The post-copy check is done by comparing the results from getFileChecksum(). The getFileChecksum() method is also used by some tools to check whether the destination copy needs to be updated. If a copy of the same content can have a different version of checksum than the source, these checks will no longer be used. Staying with CRC32 is a workaround, but this preclude the possibility of moving to the better performing CRC32C checksum.
One of the least invasive approaches is to follow one principle: allow the source checksum method to be used for the destination in mixed checksum environment. If the default is CRC32C, all newly created content will use CRC32C, but the existing data with CRC32 will stay with CRC32 even after DistCp. This allows gradual migration to CRC32C.
This approach requires the following capabilities:
- Clients should be able to find out the checksum type of existing data.
- Clients should be able to tell data nodes which checksum type to use for write.
Without append, these operations can be at file level. But if append is used, a file can contain more than one checksum types (See
HDFS-2130 for details), which forces the above operations to be performed for every block. However, exposing block-level detail is not desirable for the FileSystem abstraction.
I propose we add a configurable feature to make append() to follow the existing checksum method. For zero-byte files, default is used. For non-zero byte files, checking first block is sufficient. Expose this information to clients so that they can use it to specify the write checksum type. There will be additional setup time in the beginning of append(). For this reason, we want to keep the existing append behavior as default and add this new behavior as an option. Or may be the other way around.
As for exposing the checksum type information, we may add getFileChecksum method to return the checksum and type for the first n bytes of a file. For small n's, it requires contacting only one data node. This method can have other uses such as quick content version check when the header of the file is guaranteed to be different for different versions.

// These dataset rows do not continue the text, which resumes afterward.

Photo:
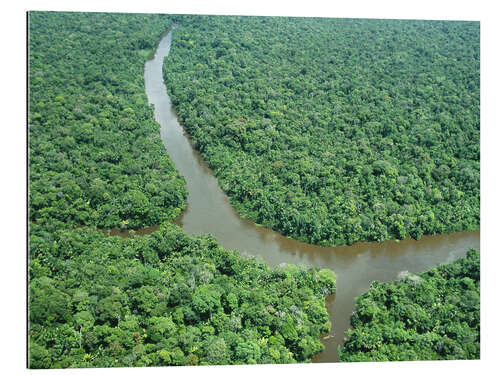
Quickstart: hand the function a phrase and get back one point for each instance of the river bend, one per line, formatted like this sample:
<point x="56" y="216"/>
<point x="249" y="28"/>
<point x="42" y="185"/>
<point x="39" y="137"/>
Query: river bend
<point x="209" y="211"/>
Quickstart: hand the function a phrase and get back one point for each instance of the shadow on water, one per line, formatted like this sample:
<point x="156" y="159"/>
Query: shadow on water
<point x="209" y="211"/>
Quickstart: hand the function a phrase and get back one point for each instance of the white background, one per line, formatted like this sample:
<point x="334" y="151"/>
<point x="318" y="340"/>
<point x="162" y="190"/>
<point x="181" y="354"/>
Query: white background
<point x="14" y="175"/>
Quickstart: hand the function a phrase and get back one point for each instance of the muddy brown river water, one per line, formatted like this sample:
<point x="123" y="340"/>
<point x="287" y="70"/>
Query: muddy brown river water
<point x="209" y="211"/>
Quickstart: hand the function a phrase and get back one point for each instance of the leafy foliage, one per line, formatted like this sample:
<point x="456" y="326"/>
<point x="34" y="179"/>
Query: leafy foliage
<point x="431" y="316"/>
<point x="166" y="299"/>
<point x="95" y="156"/>
<point x="333" y="131"/>
<point x="96" y="160"/>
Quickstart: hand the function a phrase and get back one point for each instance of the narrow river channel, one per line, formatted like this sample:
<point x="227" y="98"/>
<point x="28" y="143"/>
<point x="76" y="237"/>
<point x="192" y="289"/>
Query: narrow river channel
<point x="209" y="211"/>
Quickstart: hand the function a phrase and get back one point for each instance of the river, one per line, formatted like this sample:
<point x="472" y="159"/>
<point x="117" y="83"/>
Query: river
<point x="209" y="211"/>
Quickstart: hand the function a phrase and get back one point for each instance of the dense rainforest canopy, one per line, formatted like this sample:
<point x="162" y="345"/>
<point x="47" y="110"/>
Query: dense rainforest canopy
<point x="96" y="160"/>
<point x="166" y="299"/>
<point x="434" y="315"/>
<point x="95" y="153"/>
<point x="335" y="130"/>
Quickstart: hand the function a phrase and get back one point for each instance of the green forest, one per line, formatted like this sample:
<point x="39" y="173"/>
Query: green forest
<point x="166" y="299"/>
<point x="333" y="131"/>
<point x="434" y="315"/>
<point x="95" y="153"/>
<point x="329" y="131"/>
<point x="96" y="161"/>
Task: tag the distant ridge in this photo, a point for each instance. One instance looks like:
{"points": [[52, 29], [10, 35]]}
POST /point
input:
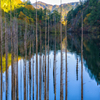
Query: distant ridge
{"points": [[66, 7]]}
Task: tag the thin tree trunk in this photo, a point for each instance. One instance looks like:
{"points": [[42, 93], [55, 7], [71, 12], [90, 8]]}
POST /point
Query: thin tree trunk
{"points": [[48, 58], [82, 60], [25, 47], [40, 66], [61, 76], [36, 57], [45, 57], [17, 59], [66, 59], [6, 51], [1, 45], [11, 50], [55, 62], [33, 69], [30, 71]]}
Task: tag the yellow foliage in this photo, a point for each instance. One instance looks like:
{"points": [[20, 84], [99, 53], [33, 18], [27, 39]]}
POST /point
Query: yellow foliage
{"points": [[86, 18], [29, 7], [64, 22], [21, 15], [6, 4], [9, 62]]}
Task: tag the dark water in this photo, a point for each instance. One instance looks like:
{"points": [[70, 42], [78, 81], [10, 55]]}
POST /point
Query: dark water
{"points": [[91, 72]]}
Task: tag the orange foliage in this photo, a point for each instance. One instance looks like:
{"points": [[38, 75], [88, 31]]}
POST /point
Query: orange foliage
{"points": [[29, 7]]}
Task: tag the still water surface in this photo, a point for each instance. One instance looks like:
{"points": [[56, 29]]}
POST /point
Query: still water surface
{"points": [[91, 89]]}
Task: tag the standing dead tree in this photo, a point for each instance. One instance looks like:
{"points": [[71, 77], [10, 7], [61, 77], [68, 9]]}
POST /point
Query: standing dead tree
{"points": [[40, 67], [6, 51], [36, 57], [66, 59], [48, 59], [61, 76], [25, 47], [1, 32], [45, 53], [81, 50]]}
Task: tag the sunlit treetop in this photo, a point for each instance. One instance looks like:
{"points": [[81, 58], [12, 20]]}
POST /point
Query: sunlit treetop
{"points": [[5, 4]]}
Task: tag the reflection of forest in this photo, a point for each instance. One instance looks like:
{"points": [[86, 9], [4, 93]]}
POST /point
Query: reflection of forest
{"points": [[9, 61], [91, 52]]}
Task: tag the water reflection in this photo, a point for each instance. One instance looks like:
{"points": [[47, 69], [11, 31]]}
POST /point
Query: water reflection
{"points": [[27, 80]]}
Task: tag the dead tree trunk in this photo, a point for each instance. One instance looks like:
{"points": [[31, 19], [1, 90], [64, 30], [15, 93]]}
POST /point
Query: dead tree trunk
{"points": [[48, 58], [36, 57], [6, 51], [45, 56], [40, 67], [61, 76], [66, 59], [1, 44]]}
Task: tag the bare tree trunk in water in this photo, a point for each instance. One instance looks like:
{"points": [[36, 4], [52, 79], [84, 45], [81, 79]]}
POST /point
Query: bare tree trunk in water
{"points": [[82, 59], [11, 51], [1, 45], [30, 71], [45, 56], [25, 47], [48, 58], [61, 76], [17, 59], [36, 57], [66, 59], [6, 51], [40, 67], [33, 69], [55, 61], [14, 52]]}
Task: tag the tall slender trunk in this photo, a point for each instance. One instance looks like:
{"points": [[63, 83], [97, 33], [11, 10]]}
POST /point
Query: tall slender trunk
{"points": [[82, 59], [17, 59], [30, 71], [11, 50], [6, 51], [61, 76], [1, 45], [40, 67], [48, 58], [45, 57], [33, 69], [55, 61], [66, 59], [25, 47], [36, 57]]}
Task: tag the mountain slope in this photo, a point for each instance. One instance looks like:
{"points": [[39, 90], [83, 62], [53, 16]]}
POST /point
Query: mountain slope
{"points": [[5, 4], [65, 7]]}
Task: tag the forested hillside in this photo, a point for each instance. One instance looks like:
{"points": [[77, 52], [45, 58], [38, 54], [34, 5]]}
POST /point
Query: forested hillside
{"points": [[91, 17], [65, 7]]}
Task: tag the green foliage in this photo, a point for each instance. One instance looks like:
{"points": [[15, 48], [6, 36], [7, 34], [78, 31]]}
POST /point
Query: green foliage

For create/writes, setting dfs.checksum.type works, but with the FileSystem cache on, the checksum type used for creating FSDataOutputStreamoutput won't change. For the data copy apps that need to switch the checksum type, fs.<fs name>.impl.disable.cache may be set to get a unique instance every time. When dealing with a long list of files, call close() for each instance to avoid bloat and oom.
This is my rough idea, which I have implemented partially so far. An HDFS subtask may be created, if the changes in common and hdfs are not interdependent. Any feedback is appreciated.